Abstract

Gaelic games have repeatedly provided a resonant motif through which (perceived) aspects of Irish identity have been encapsulated and represented in film. This process extends to the contemporary context wherein Ireland has experienced huge changes, economically and socially. While Gaelic games are less a prominent feature of contemporary fiction film (with notable exceptions), the cinematic has now been incorporated and integrated into major sporting occasions themselves, including the Laochra pageant, one of the largest and most viewed commemorative events held in Ireland in 2016. Laochra was organised by the Gaelic Athletic Association (GAA), and broadcast live by the Irish medium broadcaster TG4 on Sunday April 24th, exactly one hundred years to the day after the first shots were fired in the Easter Rising. The GAA was a key force in defining Irish identity in the late nineteenth and early twentieth centuries and it was one of the most active organisations in 2016 in evoking that period and commemorating events surrounding the Rising.
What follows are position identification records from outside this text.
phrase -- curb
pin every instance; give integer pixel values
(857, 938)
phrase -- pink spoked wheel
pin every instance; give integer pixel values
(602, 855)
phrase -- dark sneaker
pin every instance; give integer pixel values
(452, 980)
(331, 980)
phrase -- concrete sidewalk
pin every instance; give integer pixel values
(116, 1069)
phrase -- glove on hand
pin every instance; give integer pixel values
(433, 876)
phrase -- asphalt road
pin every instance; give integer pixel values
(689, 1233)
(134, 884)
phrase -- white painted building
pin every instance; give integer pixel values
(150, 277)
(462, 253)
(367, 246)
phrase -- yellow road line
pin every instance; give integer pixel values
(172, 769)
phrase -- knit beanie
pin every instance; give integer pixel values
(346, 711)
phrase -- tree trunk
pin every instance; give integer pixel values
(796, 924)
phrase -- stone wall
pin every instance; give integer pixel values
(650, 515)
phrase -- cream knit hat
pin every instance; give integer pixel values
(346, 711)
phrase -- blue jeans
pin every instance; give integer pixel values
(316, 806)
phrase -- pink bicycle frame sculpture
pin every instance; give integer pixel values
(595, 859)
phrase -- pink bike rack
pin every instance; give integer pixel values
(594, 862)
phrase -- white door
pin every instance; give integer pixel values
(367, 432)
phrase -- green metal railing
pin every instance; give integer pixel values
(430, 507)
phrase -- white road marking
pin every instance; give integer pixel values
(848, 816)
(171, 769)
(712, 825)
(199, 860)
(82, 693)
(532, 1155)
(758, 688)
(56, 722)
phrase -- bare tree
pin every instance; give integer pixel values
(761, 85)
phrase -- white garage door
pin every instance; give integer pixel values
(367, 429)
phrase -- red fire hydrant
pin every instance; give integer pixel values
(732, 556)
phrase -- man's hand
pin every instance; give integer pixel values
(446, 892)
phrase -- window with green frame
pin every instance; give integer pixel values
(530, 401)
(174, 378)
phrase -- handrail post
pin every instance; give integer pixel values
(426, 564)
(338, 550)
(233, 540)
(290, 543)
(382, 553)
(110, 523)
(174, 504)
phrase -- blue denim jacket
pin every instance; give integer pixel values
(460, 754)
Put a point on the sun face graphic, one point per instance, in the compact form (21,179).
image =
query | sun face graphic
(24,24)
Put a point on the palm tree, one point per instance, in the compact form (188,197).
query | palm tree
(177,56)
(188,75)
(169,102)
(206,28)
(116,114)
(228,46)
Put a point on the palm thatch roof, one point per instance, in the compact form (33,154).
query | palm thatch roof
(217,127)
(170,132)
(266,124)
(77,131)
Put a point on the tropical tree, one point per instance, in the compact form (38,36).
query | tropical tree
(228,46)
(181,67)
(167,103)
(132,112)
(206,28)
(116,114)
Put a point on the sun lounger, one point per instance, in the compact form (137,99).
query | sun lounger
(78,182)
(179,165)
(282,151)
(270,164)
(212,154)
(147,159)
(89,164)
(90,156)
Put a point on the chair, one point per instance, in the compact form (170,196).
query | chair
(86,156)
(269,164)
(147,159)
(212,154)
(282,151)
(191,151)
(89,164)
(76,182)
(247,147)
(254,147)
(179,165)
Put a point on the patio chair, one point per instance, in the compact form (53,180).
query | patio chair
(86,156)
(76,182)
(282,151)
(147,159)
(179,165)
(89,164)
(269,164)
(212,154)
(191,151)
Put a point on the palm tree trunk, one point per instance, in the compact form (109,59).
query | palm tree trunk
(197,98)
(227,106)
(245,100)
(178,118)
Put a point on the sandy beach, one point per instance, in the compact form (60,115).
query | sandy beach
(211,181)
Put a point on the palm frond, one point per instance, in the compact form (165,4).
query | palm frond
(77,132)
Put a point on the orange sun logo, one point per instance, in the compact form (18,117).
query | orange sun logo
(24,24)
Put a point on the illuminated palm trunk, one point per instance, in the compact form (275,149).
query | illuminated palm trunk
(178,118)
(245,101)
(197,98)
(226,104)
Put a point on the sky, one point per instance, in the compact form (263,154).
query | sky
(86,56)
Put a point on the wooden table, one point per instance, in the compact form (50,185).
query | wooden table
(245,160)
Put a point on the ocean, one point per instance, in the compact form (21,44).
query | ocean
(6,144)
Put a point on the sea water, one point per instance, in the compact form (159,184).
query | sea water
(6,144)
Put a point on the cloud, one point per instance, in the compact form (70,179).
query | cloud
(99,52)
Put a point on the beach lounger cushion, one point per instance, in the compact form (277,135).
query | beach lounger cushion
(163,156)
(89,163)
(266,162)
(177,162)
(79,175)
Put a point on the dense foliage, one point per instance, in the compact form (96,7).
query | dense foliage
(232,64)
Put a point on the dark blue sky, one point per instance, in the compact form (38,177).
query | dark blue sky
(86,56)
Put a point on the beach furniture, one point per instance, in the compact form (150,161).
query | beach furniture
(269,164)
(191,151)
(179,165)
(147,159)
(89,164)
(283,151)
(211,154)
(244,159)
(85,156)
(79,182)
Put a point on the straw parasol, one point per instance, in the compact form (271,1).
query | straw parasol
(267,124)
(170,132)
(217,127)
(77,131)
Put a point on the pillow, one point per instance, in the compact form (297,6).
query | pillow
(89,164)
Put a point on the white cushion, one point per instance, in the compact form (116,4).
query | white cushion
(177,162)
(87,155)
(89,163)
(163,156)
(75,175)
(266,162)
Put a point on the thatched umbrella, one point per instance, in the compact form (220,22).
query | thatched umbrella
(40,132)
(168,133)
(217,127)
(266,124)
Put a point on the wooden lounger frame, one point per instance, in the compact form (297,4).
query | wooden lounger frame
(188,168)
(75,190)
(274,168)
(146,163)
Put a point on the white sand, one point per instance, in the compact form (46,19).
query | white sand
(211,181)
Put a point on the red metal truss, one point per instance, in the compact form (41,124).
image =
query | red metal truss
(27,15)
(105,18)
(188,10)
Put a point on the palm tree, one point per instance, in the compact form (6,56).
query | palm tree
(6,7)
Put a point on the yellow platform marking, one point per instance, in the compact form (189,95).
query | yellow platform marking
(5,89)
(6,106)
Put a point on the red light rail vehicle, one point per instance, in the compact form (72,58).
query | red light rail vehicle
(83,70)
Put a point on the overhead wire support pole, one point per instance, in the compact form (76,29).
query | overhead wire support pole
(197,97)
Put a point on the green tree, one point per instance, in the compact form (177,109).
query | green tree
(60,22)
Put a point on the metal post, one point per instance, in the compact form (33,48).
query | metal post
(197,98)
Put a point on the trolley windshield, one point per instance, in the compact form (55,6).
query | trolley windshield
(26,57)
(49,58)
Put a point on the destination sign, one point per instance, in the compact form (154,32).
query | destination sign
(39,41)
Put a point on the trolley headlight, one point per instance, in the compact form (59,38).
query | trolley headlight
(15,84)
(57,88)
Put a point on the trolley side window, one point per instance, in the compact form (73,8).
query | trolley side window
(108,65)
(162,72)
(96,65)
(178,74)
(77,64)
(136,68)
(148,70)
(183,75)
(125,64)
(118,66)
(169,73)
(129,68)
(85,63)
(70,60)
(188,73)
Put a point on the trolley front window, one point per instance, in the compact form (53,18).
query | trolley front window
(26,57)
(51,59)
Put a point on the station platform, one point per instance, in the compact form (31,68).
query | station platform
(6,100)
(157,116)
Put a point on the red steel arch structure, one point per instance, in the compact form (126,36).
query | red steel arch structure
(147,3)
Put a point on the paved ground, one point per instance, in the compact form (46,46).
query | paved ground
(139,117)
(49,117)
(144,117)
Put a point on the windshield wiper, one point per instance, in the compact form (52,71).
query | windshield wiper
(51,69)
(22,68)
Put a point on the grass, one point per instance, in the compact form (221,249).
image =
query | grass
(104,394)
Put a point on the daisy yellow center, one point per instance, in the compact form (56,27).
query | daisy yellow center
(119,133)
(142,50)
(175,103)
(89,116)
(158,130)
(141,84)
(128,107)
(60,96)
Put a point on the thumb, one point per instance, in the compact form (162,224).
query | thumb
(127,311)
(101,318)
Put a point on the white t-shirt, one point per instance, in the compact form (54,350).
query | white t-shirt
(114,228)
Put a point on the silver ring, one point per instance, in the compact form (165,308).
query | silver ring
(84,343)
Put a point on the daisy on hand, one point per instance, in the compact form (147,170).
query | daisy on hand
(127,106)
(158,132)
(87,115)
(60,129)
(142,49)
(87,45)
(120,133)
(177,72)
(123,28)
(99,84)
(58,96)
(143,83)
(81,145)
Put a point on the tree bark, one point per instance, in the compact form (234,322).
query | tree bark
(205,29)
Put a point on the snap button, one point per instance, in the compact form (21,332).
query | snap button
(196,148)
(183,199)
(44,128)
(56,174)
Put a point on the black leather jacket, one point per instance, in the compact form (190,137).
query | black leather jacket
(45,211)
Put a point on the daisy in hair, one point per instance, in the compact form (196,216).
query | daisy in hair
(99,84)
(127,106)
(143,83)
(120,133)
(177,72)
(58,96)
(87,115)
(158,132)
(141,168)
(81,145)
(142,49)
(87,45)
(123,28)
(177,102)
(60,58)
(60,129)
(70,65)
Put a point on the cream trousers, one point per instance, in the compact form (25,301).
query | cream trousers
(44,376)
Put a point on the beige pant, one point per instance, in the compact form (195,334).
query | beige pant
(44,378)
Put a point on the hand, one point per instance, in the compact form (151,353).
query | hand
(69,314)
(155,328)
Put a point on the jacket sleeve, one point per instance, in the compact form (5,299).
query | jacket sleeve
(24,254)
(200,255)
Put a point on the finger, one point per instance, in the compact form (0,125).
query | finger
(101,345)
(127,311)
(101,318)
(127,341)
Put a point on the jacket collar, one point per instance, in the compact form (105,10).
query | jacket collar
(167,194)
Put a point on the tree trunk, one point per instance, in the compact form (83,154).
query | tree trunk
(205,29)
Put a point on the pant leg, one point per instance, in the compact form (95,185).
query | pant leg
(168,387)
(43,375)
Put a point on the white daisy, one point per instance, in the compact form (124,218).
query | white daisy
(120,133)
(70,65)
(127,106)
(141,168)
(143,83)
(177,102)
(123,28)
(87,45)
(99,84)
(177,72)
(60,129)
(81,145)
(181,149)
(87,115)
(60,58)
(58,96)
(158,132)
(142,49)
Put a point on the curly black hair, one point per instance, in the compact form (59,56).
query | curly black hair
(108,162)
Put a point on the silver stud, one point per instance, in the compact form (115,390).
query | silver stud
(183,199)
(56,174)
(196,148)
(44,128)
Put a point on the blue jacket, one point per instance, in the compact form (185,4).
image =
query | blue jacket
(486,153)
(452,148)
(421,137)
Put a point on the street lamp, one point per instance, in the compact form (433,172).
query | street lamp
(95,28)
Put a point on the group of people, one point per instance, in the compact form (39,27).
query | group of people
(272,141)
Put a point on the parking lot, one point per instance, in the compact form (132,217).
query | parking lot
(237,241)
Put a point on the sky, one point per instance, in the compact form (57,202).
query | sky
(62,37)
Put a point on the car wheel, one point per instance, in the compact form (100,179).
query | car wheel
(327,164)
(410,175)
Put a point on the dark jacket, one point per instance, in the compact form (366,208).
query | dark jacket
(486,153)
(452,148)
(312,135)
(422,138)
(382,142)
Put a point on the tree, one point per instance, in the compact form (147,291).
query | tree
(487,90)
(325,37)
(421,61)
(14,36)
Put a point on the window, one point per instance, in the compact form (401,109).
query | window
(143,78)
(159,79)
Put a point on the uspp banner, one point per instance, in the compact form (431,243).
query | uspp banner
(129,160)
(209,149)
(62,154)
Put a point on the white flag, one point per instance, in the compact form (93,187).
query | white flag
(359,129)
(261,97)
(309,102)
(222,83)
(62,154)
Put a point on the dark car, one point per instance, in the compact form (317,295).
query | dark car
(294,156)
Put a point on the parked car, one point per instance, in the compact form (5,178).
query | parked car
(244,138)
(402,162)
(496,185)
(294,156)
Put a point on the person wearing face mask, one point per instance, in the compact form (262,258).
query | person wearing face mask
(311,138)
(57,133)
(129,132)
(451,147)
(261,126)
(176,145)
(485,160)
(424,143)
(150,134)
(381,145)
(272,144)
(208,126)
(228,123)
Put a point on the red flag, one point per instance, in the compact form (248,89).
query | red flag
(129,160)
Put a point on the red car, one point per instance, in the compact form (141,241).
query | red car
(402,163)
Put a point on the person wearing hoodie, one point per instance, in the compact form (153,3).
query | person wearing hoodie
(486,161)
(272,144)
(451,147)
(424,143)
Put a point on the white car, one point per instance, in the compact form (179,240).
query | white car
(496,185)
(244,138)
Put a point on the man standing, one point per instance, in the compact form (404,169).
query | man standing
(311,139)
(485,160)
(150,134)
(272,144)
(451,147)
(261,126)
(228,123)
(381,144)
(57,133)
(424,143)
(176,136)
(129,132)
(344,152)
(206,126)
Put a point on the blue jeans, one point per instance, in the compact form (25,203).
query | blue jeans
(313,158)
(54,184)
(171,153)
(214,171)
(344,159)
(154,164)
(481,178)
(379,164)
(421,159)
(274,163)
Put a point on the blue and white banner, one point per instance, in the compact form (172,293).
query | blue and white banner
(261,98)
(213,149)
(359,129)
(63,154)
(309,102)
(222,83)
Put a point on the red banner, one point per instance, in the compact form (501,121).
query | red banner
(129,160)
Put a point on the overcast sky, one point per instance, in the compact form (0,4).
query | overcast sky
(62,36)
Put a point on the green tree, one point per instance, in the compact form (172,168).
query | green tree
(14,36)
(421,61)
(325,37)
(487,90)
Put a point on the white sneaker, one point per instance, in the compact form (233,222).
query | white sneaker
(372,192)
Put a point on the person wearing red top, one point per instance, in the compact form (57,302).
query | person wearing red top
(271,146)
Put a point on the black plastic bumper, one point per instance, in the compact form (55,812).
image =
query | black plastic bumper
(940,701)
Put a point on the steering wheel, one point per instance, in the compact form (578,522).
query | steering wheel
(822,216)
I have included a question mark, however, in the title of this paper – taken from the title of the penultimate scene in the Laochra pageant – as I want to raise questions in this article as to the new Ireland that was configured in Laochra, both in terms of how ‘new’ this configuration actually was (given its indebtedness to older Irish iconography) and the problematic manner in which Irishness was depicted, particularly in terms of gender and militarism.